Several different types of spindle connections have been developed or optimized over the last few decades. Because of a good cost/benefit position, the 7/24 ISO taper became one of the most popular systems on the market. While it is used successfully in many applications, it has limitations in its accuracy and speed.

The advent of face contact represented a step forward over the standard 7/24 taper. The combination of face contact with 7/24 solid taper provides higher accuracy in the Z axis, but it lacks stiffness at higher speeds or with high side loads. Most of these tools on the market are solid, and the spindles have relatively low clamping force. Connection stiffness is limited, as radial interference needs to be kept to a minimum. Required tolerances to achieve consistent face contact are thus very tight, leading to higher manufacturing costs.

In the early 1980s, Kennametal introduced the KV system, which was a shortened version of CV tooling with a three-ball mechanism acting on a conical surface of a bore. Later versions were designed and sold with face contact. In 1985, Kennametal and Krupp Widia initiated a joint program to develop a universal quick-change system, now known as KM and recently standardized as ISO 26622. The polygonal taper-face connection known as PSC, now also standardized as ISO 26623, and the early 1990s HSK system started being employed on machines in Europe and later became standardized as DIN 69893, then ISO 121.

Development of KM4X

The original Boeing-inspired KM design was renamed a few years back as KM4X100—a spindle platform popular with a number of machine builders, as well as machine shops looking for high rigidity in demanding machining conditions. Kennametal recently added a 63-mm version to its product line aimed at a broader machine tool platform. Based on feedback from several machine builders regarding the KM4X product offering, the company continues to expand the portfolio, now including shrink-fit toolholders, HydroForce hydraulic chucks, TG and ER collet chucks and a variety of other spindle tooling, clamping units and modular adapters.

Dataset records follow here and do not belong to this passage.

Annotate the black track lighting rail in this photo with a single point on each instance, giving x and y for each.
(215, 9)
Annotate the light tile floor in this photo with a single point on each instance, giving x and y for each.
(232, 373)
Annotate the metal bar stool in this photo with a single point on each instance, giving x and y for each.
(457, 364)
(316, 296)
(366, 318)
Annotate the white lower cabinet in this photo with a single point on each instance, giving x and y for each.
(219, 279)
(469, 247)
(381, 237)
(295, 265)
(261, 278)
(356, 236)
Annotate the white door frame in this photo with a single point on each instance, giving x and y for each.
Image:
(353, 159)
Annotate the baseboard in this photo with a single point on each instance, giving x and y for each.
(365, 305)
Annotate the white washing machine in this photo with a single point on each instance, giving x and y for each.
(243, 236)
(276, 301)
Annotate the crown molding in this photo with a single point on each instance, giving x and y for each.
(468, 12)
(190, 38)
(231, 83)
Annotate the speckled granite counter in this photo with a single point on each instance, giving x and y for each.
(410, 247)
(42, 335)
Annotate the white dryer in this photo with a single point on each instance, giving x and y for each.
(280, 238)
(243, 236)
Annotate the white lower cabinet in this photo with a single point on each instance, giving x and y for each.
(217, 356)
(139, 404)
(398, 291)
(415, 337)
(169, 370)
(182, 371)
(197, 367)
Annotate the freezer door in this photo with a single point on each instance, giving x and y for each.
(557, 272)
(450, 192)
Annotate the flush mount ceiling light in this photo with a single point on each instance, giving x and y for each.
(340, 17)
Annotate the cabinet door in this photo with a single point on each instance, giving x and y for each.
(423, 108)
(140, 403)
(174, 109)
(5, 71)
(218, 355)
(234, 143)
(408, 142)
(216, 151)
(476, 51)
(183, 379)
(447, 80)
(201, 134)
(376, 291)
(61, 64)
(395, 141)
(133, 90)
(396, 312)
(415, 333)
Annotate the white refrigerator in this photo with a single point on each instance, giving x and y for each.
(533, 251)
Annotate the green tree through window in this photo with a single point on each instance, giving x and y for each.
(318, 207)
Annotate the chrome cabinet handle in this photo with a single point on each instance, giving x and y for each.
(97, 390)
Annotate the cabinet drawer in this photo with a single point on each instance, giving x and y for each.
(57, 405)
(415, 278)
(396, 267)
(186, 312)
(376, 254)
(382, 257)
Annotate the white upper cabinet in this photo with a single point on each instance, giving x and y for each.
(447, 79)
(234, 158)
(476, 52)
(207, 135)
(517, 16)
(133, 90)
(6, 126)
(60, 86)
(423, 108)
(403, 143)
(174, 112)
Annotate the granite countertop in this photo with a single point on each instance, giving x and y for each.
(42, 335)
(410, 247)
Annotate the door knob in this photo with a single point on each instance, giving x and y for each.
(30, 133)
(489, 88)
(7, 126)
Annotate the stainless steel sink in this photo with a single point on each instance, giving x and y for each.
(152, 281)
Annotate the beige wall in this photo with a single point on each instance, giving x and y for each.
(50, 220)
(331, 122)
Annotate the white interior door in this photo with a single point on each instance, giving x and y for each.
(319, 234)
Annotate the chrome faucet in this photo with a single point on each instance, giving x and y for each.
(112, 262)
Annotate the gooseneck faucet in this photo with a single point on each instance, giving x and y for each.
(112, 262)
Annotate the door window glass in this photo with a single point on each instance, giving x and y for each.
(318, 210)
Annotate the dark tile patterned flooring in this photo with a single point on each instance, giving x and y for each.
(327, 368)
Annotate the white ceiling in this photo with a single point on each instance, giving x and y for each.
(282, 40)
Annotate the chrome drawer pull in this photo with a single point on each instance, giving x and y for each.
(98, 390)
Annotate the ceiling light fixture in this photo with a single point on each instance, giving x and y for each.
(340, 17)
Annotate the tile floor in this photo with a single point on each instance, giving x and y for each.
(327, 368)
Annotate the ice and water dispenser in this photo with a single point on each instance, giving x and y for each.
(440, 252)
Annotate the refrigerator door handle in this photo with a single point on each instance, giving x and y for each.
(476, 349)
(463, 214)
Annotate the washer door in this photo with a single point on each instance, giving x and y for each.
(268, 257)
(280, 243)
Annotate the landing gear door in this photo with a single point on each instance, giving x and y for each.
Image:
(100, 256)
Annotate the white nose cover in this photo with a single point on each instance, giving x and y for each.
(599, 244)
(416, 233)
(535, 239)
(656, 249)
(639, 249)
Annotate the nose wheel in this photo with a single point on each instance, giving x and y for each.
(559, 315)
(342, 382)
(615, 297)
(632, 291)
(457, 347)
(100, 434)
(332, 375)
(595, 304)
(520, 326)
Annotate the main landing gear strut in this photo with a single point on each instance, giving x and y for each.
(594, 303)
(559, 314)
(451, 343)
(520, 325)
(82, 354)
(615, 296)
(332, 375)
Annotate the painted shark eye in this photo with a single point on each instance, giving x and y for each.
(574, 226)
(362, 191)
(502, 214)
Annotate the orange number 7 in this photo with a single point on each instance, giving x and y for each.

The most recent additions have been extensions in the 80- to 200-mm range and centerline turning tools to support mill-turn applications. According to Bill Redman, global product manager, tooling systems, KM4X’s rigidity allows for greatly increased gage lengths, allowing customers to reach much further without having to buy a special tool.

Restricting Bending Capacity

When machining tough materials such as titanium, cutting speeds are relatively low because of thermal effects on cutting tools. The latest spindles have been designed with abundant torque at low rotational speeds to better perform in these demanding applications.

The spindle connection must provide torque and limited bending capacity compatible with machine tool specifications and the requirements for higher productivity. It becomes obvious in end-milling applications, where projection lengths are typically longer. The limiting factor is the spindle interface’s bending capacity. As an example, an indexable helical cutter with 250-mm (9.84-inch) projection from spindle face, 80 mm (3.15 inches) in diameter, generates 4620 Nm (3407.5 foot-pounds) of bending moment and less than 900 Nm (663.8 foot-pounds) of torque.

The most critical parameters of a taper-face spindle connection are the clamping force and radial interference. Maximizing clamping force and selecting appropriate values of interference can further improve connection rigidity.